8th Grade - Stephanie, now in the eighth grade, is interviewed by Professor Carolyn Maher. Maher introduces Stephanie to proper combinatoric notation. Throughout the interview, Maher makes references to the towers problem that Stephanie had worked on several times before. As a result, Stephanie is able to use this metaphor to make connections with the notation and see how it relates to Pascal’s Triangle.


Mathematical Practices

The CCSS mathematical practices are deeply embedded within each event I have chosen. Stephanie’s problem-solving activities exhibit reasoning and proof, communication, representation and the ability to make connections.

Make sense of problems and persevere in solving them - Stephanie displays this in the third, fourth, and fifth grades. She and her partner start by explaining to themselves the meaning of the problem and looking for entry points to its solution. They analyze givens, constraints, relationships, and goals. They make conjectures about the form and meaning of the solution and plan a solution pathway rather than simply jumping into a solution attempt.

Reason abstractly and quantitatively - Stephanie is able to make sense of quantities and their relationships in the towers problem. She and her partner are able to create a coherent representation of why the "doubling rule" works by starting with towers 1 cube tall.

Construct viable arguments and critique the reasoning of others - When Stephanie explains her solution of the number of towers 3 cubes tall selecting from two colors during the "Gang of Four" interview, she analyzes each situation by breaking them into cases. She starts by creating towers with no blue cubes, then one blue cube, two blue cubes, and so on. She justifies her solution in this manner using an argument by cases.

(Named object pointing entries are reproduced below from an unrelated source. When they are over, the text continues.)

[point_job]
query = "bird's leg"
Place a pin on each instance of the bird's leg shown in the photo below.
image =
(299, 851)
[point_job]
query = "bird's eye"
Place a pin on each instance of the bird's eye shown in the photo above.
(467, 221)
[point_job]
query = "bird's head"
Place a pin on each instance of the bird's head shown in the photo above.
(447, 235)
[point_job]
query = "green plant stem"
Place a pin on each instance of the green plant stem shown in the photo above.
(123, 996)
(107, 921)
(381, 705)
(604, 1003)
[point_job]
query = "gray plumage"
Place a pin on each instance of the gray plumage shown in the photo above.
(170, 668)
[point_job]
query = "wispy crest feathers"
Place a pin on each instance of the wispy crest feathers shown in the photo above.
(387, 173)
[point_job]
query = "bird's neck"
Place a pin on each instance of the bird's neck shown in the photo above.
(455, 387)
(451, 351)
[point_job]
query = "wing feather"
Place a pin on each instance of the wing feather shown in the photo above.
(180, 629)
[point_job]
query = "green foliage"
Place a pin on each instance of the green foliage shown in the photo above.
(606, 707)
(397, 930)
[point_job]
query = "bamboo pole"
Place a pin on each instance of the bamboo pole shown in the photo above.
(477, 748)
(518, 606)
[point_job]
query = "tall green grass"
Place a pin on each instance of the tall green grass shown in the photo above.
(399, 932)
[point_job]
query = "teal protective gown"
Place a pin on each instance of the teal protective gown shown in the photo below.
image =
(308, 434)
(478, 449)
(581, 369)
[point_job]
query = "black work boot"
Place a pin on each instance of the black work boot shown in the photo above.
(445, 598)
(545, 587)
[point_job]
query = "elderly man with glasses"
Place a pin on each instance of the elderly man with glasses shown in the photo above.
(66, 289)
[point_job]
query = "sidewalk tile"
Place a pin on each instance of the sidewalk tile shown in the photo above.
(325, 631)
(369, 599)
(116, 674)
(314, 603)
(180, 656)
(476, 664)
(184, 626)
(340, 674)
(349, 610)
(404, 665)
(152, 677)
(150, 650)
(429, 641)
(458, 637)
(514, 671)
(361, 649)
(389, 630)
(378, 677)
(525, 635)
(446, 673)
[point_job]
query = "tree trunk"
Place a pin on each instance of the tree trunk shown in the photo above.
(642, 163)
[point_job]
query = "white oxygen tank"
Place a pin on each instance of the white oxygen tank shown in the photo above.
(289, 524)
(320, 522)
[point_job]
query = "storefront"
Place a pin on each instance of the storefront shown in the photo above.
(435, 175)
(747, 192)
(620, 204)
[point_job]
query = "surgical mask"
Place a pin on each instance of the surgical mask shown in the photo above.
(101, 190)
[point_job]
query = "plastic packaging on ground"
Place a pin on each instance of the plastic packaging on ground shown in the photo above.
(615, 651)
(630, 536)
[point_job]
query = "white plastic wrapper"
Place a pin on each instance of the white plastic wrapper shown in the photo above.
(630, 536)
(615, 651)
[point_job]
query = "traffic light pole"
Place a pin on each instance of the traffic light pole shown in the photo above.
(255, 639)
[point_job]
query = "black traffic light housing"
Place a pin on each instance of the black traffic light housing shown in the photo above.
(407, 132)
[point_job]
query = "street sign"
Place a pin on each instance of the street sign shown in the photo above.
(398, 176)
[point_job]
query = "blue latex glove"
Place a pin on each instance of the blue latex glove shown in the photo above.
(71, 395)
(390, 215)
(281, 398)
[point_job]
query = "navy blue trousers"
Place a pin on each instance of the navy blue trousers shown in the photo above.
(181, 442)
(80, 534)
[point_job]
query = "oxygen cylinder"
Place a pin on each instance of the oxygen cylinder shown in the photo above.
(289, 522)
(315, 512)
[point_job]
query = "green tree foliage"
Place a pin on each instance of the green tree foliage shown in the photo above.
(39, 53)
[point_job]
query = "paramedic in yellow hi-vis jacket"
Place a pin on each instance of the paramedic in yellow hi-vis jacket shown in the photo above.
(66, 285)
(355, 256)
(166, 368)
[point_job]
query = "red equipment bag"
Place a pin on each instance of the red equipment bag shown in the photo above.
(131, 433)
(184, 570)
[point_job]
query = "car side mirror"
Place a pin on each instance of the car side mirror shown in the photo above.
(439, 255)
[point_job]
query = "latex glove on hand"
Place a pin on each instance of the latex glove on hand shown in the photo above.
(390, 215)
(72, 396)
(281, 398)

Look for and express regularity in repeated reasoning - Stephanie, now in the eighth grade, is able to predict the sum of each row of Pascal’s Triangle (knowing the sum of the previous row) and she can also generate the numbers that would appear in the next row (given the previous row). She is able to do this by noticing patterns that could be repeated when looking at consecutive rows.

* The Kenilworth longitudinal study of students’ mathematical reasoning sought to show that building new ideas is a process that comes from old ideas that are revisited, reviewed, extended, and connected. The study also sought to show that building new ideas involved the retrieval and modification of representations of existing ideas. This study, directed by Carolyn Maher, Professor of Mathematics Education and Director of the Robert B. Davis Institute of Learning at Rutgers, followed the same group of children from first grade through college.


References

Davis, R. B. (1984). The ’Paradigm’ Teaching Strategy. Learning Mathematics: The Cognitive Science Approach to Mathematics Education (p. 311-316). Norwood, NJ: Ablex Publishing.

Davis, R. B. (1996a). Classrooms and Cognition. Journal of Education, 178(1), 3-12.

Ortiz, S. (2014). Problem-Solving: Student Reasoning and Invention of Proof-Like Arguments in the 8th Grade. Unpublished Masters Project.

"Standards for Mathematical Practice." Home. N.p., n.d. Web. 24 Apr. 2014.